Apa aku harus mengganti waktu tiga jamku yang hilang dengan berjualan sampai malam? Masalahnya aku pernah mencoba jualan sampai pukul delapan malam di daerah ini dan hasilnya memang tidak optimal. Kantor sebagian besar sudah tutup. Mahasiswa tentu tidak ada yang mau berlama-lama di kampus sampai malam, apalagi karyawannya.
Bagi pelangganku, menu-menu Warung ENTRY pukul sepuluh pagi sudah terlalu telat untuk mereka. Siapa yang mau makan waffle atau french toast savory tinggi kalori yang mengenyangkan ketika dua jam lagi mereka akan berhadapan dengan makan siang? Memangnya brunch?
Sebentar, sebentar. Brunch, ya?
Brunch adalah makanan tinggi kalori yang disajikan di waktu sarapan dan menjelang makan siang. Apa aku coba aja membuat menu brunch? Mungkin ide itu tidak terlalu buruk.

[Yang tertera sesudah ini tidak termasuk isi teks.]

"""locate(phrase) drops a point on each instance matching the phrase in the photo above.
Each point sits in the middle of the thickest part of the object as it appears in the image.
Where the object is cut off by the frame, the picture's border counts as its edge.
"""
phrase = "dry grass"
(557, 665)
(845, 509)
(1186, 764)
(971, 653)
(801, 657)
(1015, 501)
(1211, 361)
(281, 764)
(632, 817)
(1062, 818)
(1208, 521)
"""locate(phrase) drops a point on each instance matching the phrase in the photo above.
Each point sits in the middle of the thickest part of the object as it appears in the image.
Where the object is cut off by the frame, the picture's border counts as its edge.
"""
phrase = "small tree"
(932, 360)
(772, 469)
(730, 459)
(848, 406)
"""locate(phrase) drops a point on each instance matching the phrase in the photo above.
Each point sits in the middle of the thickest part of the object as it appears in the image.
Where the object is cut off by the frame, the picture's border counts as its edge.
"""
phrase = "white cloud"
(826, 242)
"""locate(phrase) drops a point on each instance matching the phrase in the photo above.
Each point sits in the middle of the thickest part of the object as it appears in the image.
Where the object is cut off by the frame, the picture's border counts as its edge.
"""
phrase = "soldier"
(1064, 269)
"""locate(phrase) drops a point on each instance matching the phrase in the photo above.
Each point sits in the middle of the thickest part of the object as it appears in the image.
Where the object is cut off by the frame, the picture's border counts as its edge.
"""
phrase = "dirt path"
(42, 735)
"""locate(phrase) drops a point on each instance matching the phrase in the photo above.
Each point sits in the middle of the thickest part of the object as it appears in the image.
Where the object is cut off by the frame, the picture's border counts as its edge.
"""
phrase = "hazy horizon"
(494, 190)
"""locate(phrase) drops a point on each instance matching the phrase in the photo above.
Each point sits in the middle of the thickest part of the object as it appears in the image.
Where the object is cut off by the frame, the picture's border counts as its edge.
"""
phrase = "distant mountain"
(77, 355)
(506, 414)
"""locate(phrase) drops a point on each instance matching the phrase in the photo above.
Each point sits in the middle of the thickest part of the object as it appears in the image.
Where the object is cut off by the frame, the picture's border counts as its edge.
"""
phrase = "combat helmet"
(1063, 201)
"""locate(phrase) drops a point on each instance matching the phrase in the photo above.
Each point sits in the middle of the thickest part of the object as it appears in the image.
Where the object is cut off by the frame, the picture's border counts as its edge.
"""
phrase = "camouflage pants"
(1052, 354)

Aku akan memikirkan beberapa kemungkinan menu untuk brunch ini dengan Jeff di lain waktu. Jeff itu seperti mesin penghasil ide. Mungkin karena dia sekolah di luar negeri sehingga pikirannya terbuka dengan ide-ide makanan luar biasa untuk diterapkan pada lidah orang Indonesia. Mungkin inikah hikmah dari menjaga Kai? Semoga saja.
Mengenai Kak Mala, aku terus berharap Bapak dan Ibuk enggak pilih kasih untuk anak-anaknya. Aku menyayangi saudaraku, keponakanku. Namun, bukankah orang tuaku sudah keterlaluan telah memutuskan segala sesuatu secara sepihak tanpa merasa perlu mendengar isi kepalaku?
Suara motor mendekat ke warung memutus pikiran negatif tadi. Aku bersyukur untuk siapa pun itu. Maafin aku Pak, Buk.
Itu abangnya Hayu! Sepertinya dia datang sama tukang ojek pengkolan.
"Pak Harsa!" seruku spontan sambil melambai riang. Aku tidak peduli dengan tampangku yang mungkin kelihatan bodoh saat ini.
Aku tahu dia sedikit kaget. Namun, sedetik yang lalu mataku menangkap senyuman yang tipiiiis banget di bibirnya. Eh, beneran yang tadi itu senyum? Aku enggak salah lihat, kan? Aku sendiri meragukan penglihatanku.
Betewe, ini adalah hari pertama kami berjumpa setelah kecelakaan itu. Dua minggu lebih dan Pak Harsa masih memakai arm sling-nya.
"Gimana tangannya, Pak? Masih sakit?" Pak Harsa memindahkan tas ransel di tangan kirinya dengan hati-hati ke lantai.
"Bukan sakit, tapi lebih ke kurang nyaman. Tidak boleh banyak gerak dulu tanganku. Kamu!" Tatapannya tiba-tiba mengunciku, seakan ingin menerkam jiwaku yang lemah.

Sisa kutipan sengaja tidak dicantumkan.